I thought this was debunked at the time? When I was running exchange systems, ou...

_jcwu · on Jan 15, 2017

IOPS isn't important for glacier. You just upload to some buffer and the eventually move it to the slow storage.

Reading is pretty slow from glacier.

t0mas88 · on Jan 15, 2017

He meant that if EBS has the same issue as his Exchange servers. To explain in more detail: You have 10TB disk space with 10.000 IOPS, your users buy 4TB with 10.000 IOPS then you have 6TB of storage wasted.

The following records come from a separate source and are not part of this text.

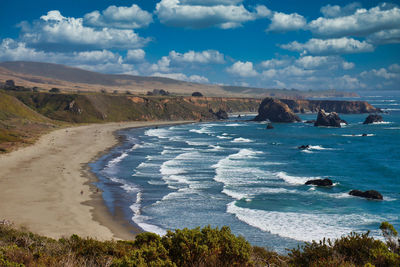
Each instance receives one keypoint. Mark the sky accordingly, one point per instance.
(314, 44)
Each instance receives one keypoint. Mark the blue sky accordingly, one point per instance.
(262, 43)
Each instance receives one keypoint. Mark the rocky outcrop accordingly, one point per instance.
(373, 118)
(328, 119)
(275, 111)
(339, 106)
(220, 114)
(320, 182)
(371, 194)
(270, 126)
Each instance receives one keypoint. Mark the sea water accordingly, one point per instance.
(240, 174)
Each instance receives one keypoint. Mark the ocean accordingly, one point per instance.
(240, 174)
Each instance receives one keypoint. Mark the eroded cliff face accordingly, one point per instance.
(275, 110)
(339, 106)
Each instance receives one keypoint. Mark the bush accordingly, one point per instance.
(54, 90)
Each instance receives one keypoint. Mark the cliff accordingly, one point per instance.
(339, 106)
(88, 108)
(275, 110)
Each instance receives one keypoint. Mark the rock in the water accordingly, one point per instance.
(331, 119)
(275, 111)
(310, 121)
(220, 114)
(303, 147)
(371, 194)
(373, 118)
(320, 182)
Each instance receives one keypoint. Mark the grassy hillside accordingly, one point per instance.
(19, 124)
(87, 108)
(194, 247)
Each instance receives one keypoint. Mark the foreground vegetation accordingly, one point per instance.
(195, 247)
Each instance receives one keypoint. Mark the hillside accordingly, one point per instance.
(19, 124)
(48, 75)
(89, 108)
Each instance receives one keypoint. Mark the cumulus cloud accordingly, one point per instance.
(119, 17)
(182, 77)
(275, 63)
(286, 22)
(242, 69)
(334, 11)
(329, 46)
(54, 31)
(203, 57)
(135, 55)
(327, 62)
(363, 22)
(195, 14)
(95, 60)
(385, 37)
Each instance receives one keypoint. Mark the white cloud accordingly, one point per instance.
(54, 31)
(363, 22)
(325, 62)
(385, 37)
(333, 11)
(203, 57)
(119, 17)
(182, 77)
(214, 13)
(329, 46)
(275, 63)
(242, 69)
(210, 2)
(286, 22)
(97, 60)
(135, 55)
(394, 68)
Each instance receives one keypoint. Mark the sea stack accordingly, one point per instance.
(328, 119)
(371, 194)
(275, 111)
(373, 118)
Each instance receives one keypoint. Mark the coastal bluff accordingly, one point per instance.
(284, 110)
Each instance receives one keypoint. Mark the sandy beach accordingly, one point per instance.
(48, 189)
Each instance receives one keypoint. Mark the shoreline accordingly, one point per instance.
(48, 187)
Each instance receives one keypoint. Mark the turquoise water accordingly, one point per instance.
(237, 173)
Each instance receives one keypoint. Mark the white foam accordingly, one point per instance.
(296, 180)
(382, 122)
(192, 143)
(159, 133)
(241, 140)
(357, 135)
(117, 159)
(223, 137)
(234, 125)
(302, 226)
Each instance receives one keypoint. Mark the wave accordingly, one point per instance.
(357, 135)
(302, 226)
(223, 137)
(192, 143)
(241, 140)
(116, 160)
(159, 133)
(295, 180)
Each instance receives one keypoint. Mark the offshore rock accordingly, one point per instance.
(275, 111)
(373, 118)
(320, 182)
(371, 194)
(330, 120)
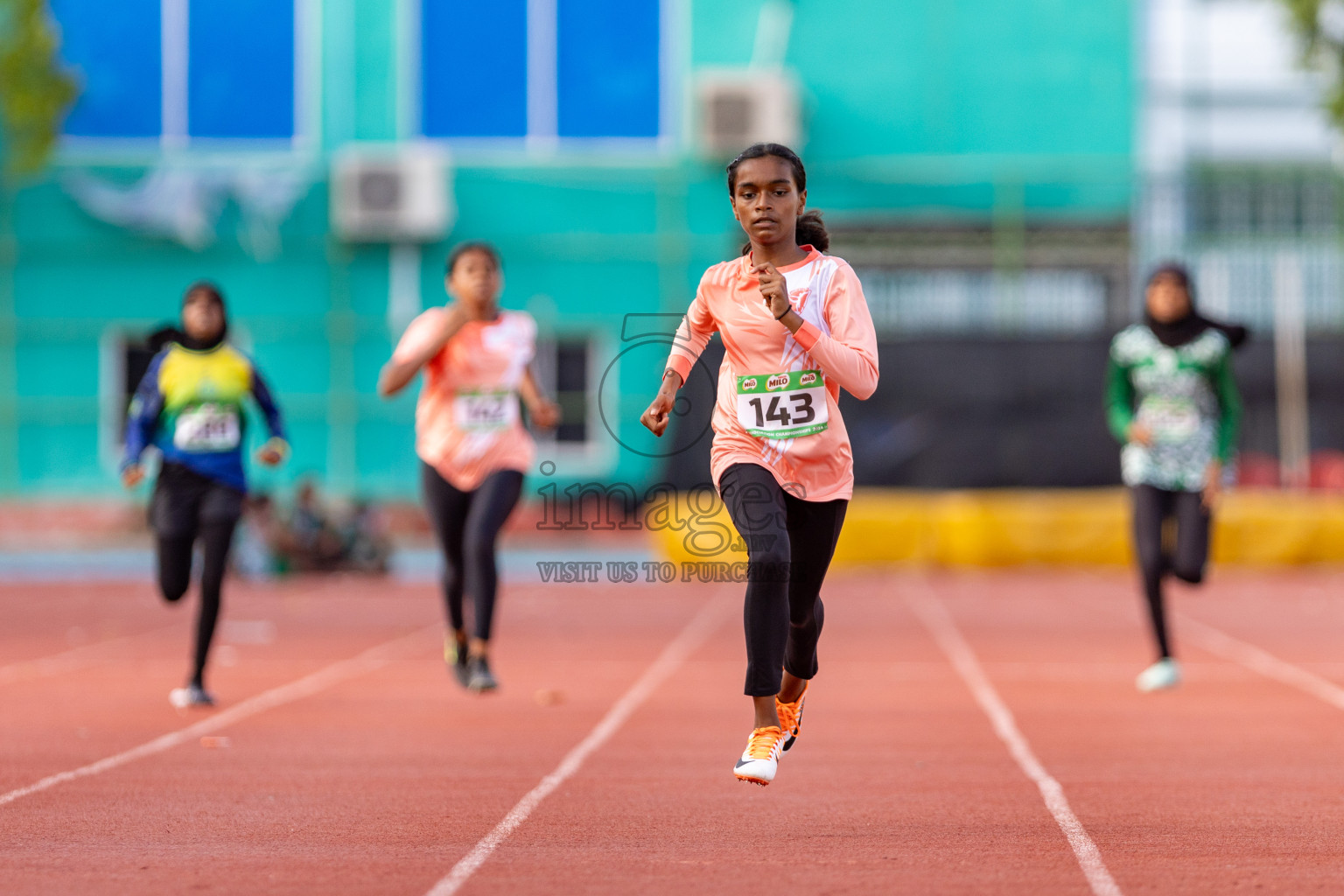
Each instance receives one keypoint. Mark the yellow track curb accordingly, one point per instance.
(1051, 528)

If Amazon has that problem with EBS, then selling that storage capacity as Glacier and using just the idle IOPS (or leaving a small bit reserved) allows them to sell capacity that would otherwise just be useless.

nickodell · on Jan 16, 2017

Aren't IOPS incredibly expensive on Glacier? There was that guy who paid $150 for a retrieval. https://medium.com/@karppinen/how-i-ended-up-paying-150-for-...

qeternity · on Jan 16, 2017

That's the point. They aren't trying to sell IO with glacier, since they've already saturated that with EBS. They just want to sell the spare storage capacity, ideally in a write once read never use case. That way they can achieve 100% utilization out of the drives.

So if you use a lot of IO with Glacier, they are going to charge you like crazy, since you're potentially impacting EBS customers.

markonen · on Jan 16, 2017

I'm that guy. I should update the post; Amazon "fixed" the retrieval fees in late 2016 and I would've paid less than a dollar had the current pricing scheme been in effect when I did the retrieval.

Spooky23 · on Jan 15, 2017

Sorry I didn't really finish the point.

With exchange, we had all of this expensive, reliable SAN storage that would be perfect for a low requirement glacier like solution. Unfortunately, we lacked the ops mojo to pull it off.

KaiserPro · on Jan 15, 2017

Archive is not about iops. its about streaming bandwidth.

for example I used to look after a quantum iScaler 24 drive robot, each drive was capable of kicking out ~100 megabytes a second. It was more than capable of saturating a 40 gig pipe.

However random IO was shite, it could take up to 20 minutes to get to random file. (Each tape is stored in a caddy of (from memory) 10 tapes, There is contention on the drives, and then spooling to the right place on the tape.)

Email is essentially random IO on a long tale. So, unless your users want a 20 minute delay in accessing last year's emails, I doubt its the right fit.

The same applies to Optical disk packs (although the spool time is much less.)

ajosh · on Jan 17, 2017

I think that's the point - the e-mail is using up all of the IOPs. There would be a small amount of IOPs left over that could deal with streaming data. The data is unlikely to be accessed on a regular basis. The data not used by e-mail would then be used for the archive - data that's pretty much write-only.

JimmyAustin · on Jan 15, 2017

It makes sense for email when you aren't giving your users access to their old email, but storing it for regulatory compliance purposes.

robbiep · on Jan 16, 2017

Why do you care how fast you can read it back when you're storing it for regulatory purposes? Isn't that a sunk cost? Buy high capacity, high reliability and don't care for the read speed?

cbsmith · on Jan 16, 2017

With SANS, the iops budget is a function of your hardware config. If you want more IOPS, you get more RAM/SSD involved. More importantly, Amazon gets to sell EBS on their terms: a specific amount of IOPS with a specific amount of storage. If you want more IOPS, you have to buy more EBS. The "wasted storage" you're thinking of would be on your instance using EBS, not EBS itself.